Farmers in Muzaffarnagar, Shamli, Baghpat, Meerut and Bijnor have been queuing at kolhus, which make cash payment. There are 1,575 such units in western and central UP districts.
Farmers in need of cash for the festival season have been forced to sell to kolhu units. Such selling is also termed as panic selling. The private mills owe about Rs 2,400 crore in sugarcane arrears for 2012-13, which means farmers are in dire need for money.
“The farmers also need fodder for cattle, as jowar stocks start to exhaust by this time. Besides, the uncertainty about cane price and crushing date remains,” Kisan Jagriti Manch president Sudhir Panwar told Business Standard.
In the backdrop of the communal tension in Muzaffarnagar, several kolhu units are not functioning, which means depressed cane pricing by kolhus.

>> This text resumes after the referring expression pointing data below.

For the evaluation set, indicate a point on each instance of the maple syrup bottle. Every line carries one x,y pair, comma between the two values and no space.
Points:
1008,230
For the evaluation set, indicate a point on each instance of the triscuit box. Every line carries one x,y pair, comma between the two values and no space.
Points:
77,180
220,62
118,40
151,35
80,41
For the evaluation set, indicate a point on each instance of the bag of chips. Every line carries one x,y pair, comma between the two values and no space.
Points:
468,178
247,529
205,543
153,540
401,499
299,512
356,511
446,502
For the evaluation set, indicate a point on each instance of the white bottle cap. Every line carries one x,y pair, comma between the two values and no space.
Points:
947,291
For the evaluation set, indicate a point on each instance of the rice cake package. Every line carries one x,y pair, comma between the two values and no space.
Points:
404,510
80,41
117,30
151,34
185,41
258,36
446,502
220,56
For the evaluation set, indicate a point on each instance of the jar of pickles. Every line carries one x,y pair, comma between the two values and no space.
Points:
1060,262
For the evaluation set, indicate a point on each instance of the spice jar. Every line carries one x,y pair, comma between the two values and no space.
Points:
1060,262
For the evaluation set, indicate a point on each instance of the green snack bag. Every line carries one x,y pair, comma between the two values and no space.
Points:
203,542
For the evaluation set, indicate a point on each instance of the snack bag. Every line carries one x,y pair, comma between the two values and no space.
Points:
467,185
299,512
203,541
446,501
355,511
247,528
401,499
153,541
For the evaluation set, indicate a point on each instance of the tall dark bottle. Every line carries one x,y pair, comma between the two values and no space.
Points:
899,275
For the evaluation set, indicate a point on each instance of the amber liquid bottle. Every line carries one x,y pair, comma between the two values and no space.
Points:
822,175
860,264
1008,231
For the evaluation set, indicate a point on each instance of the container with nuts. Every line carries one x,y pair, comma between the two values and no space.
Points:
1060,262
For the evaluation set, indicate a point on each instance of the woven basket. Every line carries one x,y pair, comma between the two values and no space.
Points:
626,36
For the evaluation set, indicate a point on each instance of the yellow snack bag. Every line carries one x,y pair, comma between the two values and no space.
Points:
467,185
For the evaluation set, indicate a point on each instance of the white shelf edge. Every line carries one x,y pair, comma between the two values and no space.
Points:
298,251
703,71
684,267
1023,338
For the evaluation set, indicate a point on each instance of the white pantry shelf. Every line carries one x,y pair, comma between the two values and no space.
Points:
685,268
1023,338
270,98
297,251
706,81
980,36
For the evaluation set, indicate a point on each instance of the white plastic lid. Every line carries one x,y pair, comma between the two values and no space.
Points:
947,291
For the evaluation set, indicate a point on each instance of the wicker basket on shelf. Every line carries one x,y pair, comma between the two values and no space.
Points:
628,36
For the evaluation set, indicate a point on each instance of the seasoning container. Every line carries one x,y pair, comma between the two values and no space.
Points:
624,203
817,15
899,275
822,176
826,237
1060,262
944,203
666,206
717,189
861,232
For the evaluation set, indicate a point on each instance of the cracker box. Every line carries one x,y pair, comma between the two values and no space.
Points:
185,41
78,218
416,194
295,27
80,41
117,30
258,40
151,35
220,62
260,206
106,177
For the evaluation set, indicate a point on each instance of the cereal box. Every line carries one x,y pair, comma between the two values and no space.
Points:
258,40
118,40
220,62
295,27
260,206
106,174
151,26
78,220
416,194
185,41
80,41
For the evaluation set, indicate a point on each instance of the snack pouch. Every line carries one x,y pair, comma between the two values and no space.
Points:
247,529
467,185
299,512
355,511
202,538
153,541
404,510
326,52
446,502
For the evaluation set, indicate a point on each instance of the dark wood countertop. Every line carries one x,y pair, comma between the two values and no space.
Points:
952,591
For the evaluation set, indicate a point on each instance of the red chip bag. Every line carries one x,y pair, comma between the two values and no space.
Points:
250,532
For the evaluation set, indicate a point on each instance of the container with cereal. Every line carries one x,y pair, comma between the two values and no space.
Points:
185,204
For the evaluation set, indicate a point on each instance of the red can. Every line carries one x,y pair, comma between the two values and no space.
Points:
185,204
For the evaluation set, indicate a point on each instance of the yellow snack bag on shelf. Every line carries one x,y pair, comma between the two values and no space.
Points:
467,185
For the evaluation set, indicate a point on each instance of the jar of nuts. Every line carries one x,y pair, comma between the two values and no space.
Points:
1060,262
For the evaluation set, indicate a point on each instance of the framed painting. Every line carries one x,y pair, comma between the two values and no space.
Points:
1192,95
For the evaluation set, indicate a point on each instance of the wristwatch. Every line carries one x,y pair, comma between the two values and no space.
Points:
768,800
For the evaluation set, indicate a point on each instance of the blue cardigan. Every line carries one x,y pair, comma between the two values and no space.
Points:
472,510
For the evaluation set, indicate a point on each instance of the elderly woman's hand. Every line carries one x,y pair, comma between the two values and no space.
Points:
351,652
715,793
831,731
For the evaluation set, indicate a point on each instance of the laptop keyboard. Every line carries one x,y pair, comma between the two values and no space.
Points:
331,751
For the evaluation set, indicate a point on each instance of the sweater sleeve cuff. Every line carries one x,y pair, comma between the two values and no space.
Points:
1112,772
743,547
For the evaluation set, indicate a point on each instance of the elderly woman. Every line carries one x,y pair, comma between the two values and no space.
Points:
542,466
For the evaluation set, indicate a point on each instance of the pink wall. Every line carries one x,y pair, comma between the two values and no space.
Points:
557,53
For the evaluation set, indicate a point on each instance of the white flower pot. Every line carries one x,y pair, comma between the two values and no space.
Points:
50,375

The private mills stand firm in demanding that the state first announce a cane price and then only will they start crushing. The millers also want the state to subsidise them for any price above Rs 240 a quintal.
Meanwhile, the arrival of gur (jaggery) to local mandis has come down by 50 per cent, owing to a lesser number of kolhus operating. “Last year, almost 3,200 quintals of gur arrived in Shamli every day. This year, the arrival has come down to 1,600 quintals,” said Panwar.
According to the latest available figures, about 200,000 quintals of cane had been procured by kolhus.
“The delay in crushing season would further bring down prices paid by kolhus to farmers,” said Muzaffarnagar -based khandsari trader Narendra Kumar.
From December, cane farmers start sowing wheat, for which they would need to get their fields vacated in time.
Earlier, the government had asked private sugar millers to start crushing operations by the date corresponding to the last season. Last year, crushing had started after November 15, while the state cane price was declared on December 7. The cane price fixation committee is likely to meet on Friday.
On the other hand, cooperative mills had been assigned specific datelines for their crushing operations. Cooperative mills in western UP (Meerut, Saharanpur and Moradabad) have been directed to start operations between November 15 and 20. Similarly, mills in Bareilly and Lucknow regions have to start crushing between November 20 and 25.
Cooperative mills in eastern UP have been asked to start operations by the end of November. The state accounts for 30 per cent of India’s annual sugar output and cane farming supports four million farming households in the state.